With the financial year about to finish, people are rushing up to finish their income tax filing. But before you rush yourself and submit your return, you have to double-check every step. Even the tiniest mistake can be harmful to you. The deadline for the income tax return, if you are an individual, is July 31.
It is advised to submit your returns in advance, which allows you to avoid common mistakes on your end. You can also go for e-filing of return if your income is below 5 lakhs per annum. While you file for income tax returns, you have to avoid some errors, that can create issues and penalties. Let’s look at some common mistakes people make while filing taxes.
Choosing the wrong form:
The forms for income tax are different or each taxpayer. A businessman will have to fill different forms as compared to someone who is a salaried individual. The form also differs if people have different incomes. For example, if you have more than 5 lakhs income per annum, you’ll have to fill the ITR-II and when your salary is less than 5 lakhs you have to fill ITR-I form. This is why it’s important to determine the right form while you file your taxes.
Wrong Assessment Year:
You have to quote the right assessment year while you file for income tax. Quoting the wrong business model can cause double taxation. The final year where the taxpayers will pay their income tax return is known as the assessment year. This comes after the financial year, so for example, if the financial year is 2019-20, the assessment year will be 2020-21. This can sometimes create confusion in taxpayers’ minds.
Putting in wrong personal information:
It’s essential that you update and correct all the information provided on the forms before submitting them. This includes personal information like phone number etc. Another thing to take note is the bank account. Check whether the account number is correct, IFSC code is entered correctly. In case of any errors, it becomes harder for the income tax department to contact you. And someone else will be receiving your tax returns. Make sure all the details present in the ITR including the bank accounts are current and active.

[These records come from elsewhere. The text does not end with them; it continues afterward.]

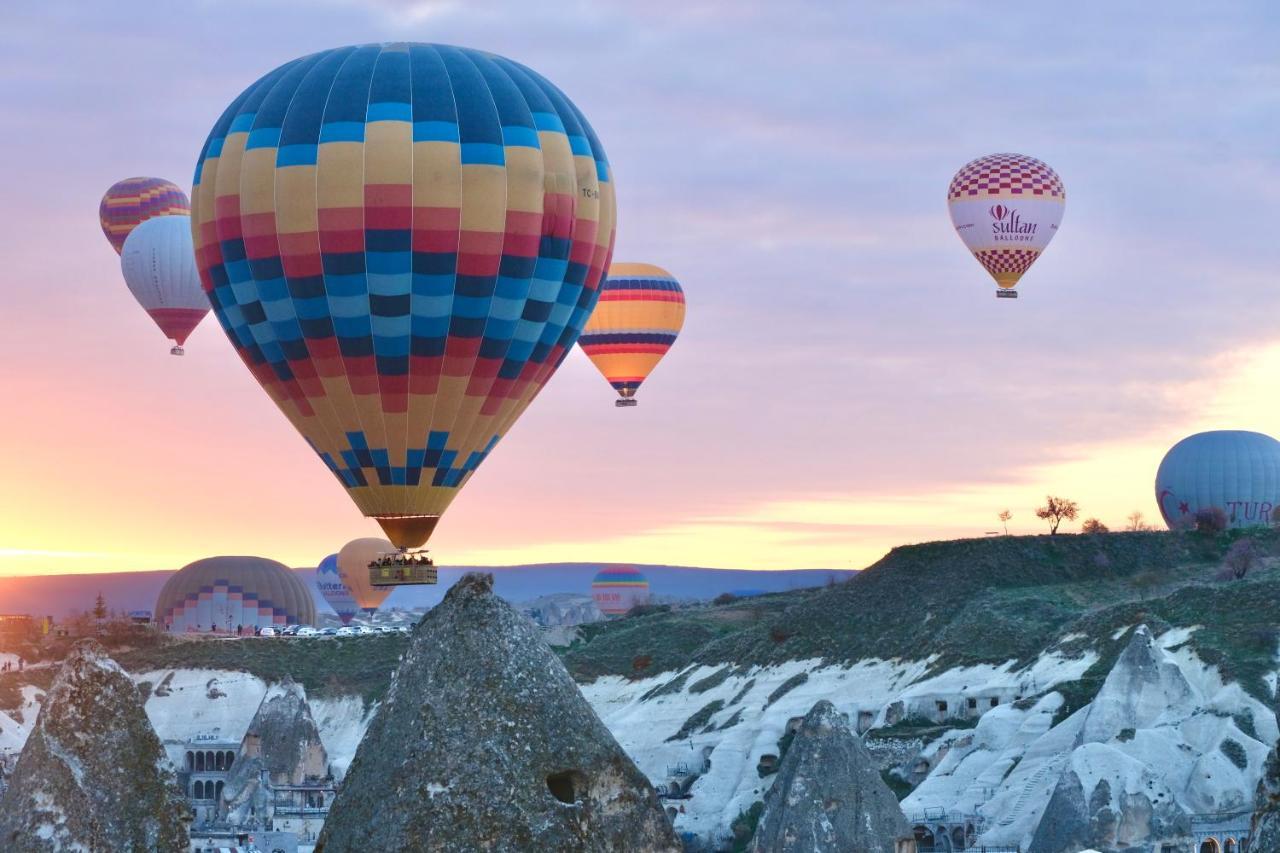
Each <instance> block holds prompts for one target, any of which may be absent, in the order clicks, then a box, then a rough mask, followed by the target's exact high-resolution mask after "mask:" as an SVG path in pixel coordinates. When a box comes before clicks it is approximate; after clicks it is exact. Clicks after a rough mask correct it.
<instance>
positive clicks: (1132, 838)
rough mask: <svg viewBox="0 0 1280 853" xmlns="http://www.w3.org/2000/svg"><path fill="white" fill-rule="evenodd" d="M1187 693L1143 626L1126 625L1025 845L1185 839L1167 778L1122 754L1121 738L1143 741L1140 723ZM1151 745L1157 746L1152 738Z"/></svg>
mask: <svg viewBox="0 0 1280 853" xmlns="http://www.w3.org/2000/svg"><path fill="white" fill-rule="evenodd" d="M1193 698H1194V697H1193V692H1192V688H1190V685H1189V684H1188V683H1187V679H1185V678H1184V676H1183V674H1181V671H1180V670H1179V669H1178V666H1176V665H1175V663H1172V662H1171V661H1169V660H1167V658H1166V657H1165V654H1164V652H1162V651H1161V649H1160V648H1158V647H1157V646H1156V642H1155V638H1152V635H1151V631H1149V630H1147V626H1146V625H1140V626H1138V628H1137V629H1134V631H1133V637H1132V638H1130V639H1129V644H1128V646H1126V647H1125V649H1124V651H1123V652H1121V653H1120V656H1119V658H1116V662H1115V666H1114V667H1112V669H1111V672H1108V674H1107V678H1106V680H1105V681H1103V683H1102V688H1101V689H1100V690H1098V695H1097V697H1096V698H1094V699H1093V702H1092V703H1091V704H1089V707H1088V710H1087V711H1085V712H1084V716H1083V719H1082V720H1080V725H1079V731H1078V734H1076V736H1075V748H1074V749H1073V751H1071V752H1070V756H1069V757H1068V760H1066V763H1065V767H1064V770H1062V772H1061V775H1060V777H1059V780H1057V784H1056V786H1055V788H1053V793H1052V795H1051V797H1050V800H1048V804H1047V806H1046V807H1044V812H1043V815H1042V817H1041V820H1039V824H1038V826H1037V827H1036V833H1034V835H1033V836H1032V840H1030V844H1029V847H1028V850H1029V852H1030V853H1062V852H1065V850H1082V849H1084V848H1088V847H1094V848H1100V849H1106V850H1115V849H1129V848H1142V847H1147V848H1149V847H1151V845H1153V844H1158V843H1160V841H1171V843H1183V841H1185V840H1187V839H1188V831H1189V829H1190V825H1189V818H1188V816H1187V812H1185V811H1184V809H1183V808H1181V807H1180V806H1179V803H1178V798H1176V794H1175V792H1174V790H1172V788H1171V780H1170V779H1166V777H1165V775H1164V774H1161V772H1158V771H1156V770H1153V768H1152V767H1151V766H1149V765H1148V763H1146V762H1143V761H1139V760H1138V758H1135V757H1134V756H1132V754H1129V753H1128V752H1126V749H1128V747H1126V744H1129V743H1130V742H1132V740H1133V739H1134V738H1135V735H1137V733H1139V731H1142V733H1143V734H1142V735H1140V736H1142V738H1143V739H1144V740H1143V742H1146V739H1147V738H1148V736H1149V735H1148V734H1147V730H1151V729H1158V726H1160V725H1161V721H1162V716H1164V715H1166V713H1170V712H1171V711H1175V710H1179V708H1181V707H1183V706H1187V704H1188V703H1189V702H1192V701H1193ZM1170 747H1171V744H1170ZM1151 748H1152V749H1158V748H1161V747H1160V745H1157V744H1155V743H1153V744H1152V745H1151Z"/></svg>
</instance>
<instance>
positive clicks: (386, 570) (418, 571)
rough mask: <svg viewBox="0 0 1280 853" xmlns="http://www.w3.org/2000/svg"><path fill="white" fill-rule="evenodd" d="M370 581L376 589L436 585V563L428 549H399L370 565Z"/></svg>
mask: <svg viewBox="0 0 1280 853" xmlns="http://www.w3.org/2000/svg"><path fill="white" fill-rule="evenodd" d="M369 581H370V583H371V584H372V585H375V587H399V585H406V584H434V583H436V581H438V578H436V573H435V562H434V561H433V560H431V557H430V556H428V553H426V548H399V549H397V551H390V552H387V553H380V555H378V556H376V557H374V561H372V562H370V564H369Z"/></svg>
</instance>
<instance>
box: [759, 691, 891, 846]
mask: <svg viewBox="0 0 1280 853" xmlns="http://www.w3.org/2000/svg"><path fill="white" fill-rule="evenodd" d="M905 838H911V827H910V825H909V824H908V822H906V817H905V816H904V815H902V809H901V808H900V807H899V804H897V798H896V797H895V795H893V792H891V790H890V789H888V786H887V785H886V784H884V780H883V779H881V775H879V771H878V770H877V766H876V761H874V760H873V758H872V756H870V753H868V752H867V747H864V745H863V742H861V740H860V739H859V738H858V736H855V735H854V733H852V731H850V730H849V725H847V722H846V721H845V720H844V717H842V716H841V715H840V713H837V712H836V708H835V706H832V704H831V702H827V701H826V699H823V701H822V702H818V703H817V704H815V706H813V710H810V711H809V713H808V715H805V719H804V722H801V724H800V727H799V729H797V730H796V733H795V736H794V739H792V742H791V745H790V747H788V748H787V753H786V756H783V758H782V763H781V765H780V767H778V777H777V780H776V781H774V783H773V786H772V788H771V789H769V792H768V793H767V794H765V798H764V812H763V813H762V815H760V822H759V826H758V827H756V830H755V836H754V838H753V839H751V847H750V849H751V850H753V852H754V853H791V852H795V853H799V852H800V850H804V852H805V853H810V852H818V853H820V852H826V850H831V852H832V853H836V852H837V850H865V852H867V853H893V852H895V849H897V847H896V841H897V840H899V839H905Z"/></svg>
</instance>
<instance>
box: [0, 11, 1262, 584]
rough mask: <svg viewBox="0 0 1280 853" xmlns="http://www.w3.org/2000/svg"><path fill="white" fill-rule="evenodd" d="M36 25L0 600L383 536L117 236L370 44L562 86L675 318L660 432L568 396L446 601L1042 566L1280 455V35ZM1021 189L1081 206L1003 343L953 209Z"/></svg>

Forgot to disclose all sources of income:
You have to make sure that every source of income is accounted for when you file for your income tax return. If you quote just the main information, that won’t be enough. For example, there might be a possibility that you might be earning from fixed deposits or capital from properties that you put on for rent.
You have to make sure all of this information is placed while you are filing for ITR. These earnings can be placed under the ‘income from other sources’ section within the income tax return form. Don’t forget to mention your every source of income regardless of them being exempted from tax or not. If you don’t enter theses details, you might have to answer some queries from the income tax department.
Form 16 & 26AS:
Don’t forget to reconcile TDS or tax deducted at source with the help of form 16 and 26AS. 26AS is a document that contains information of TDS and deposits contained within the government. If you have paid any advance tax, this document will contain that information as well. Before you go ahead with income tax return filing, make sure that these details are present in the 26AS and Form 16. There should be no mismatch.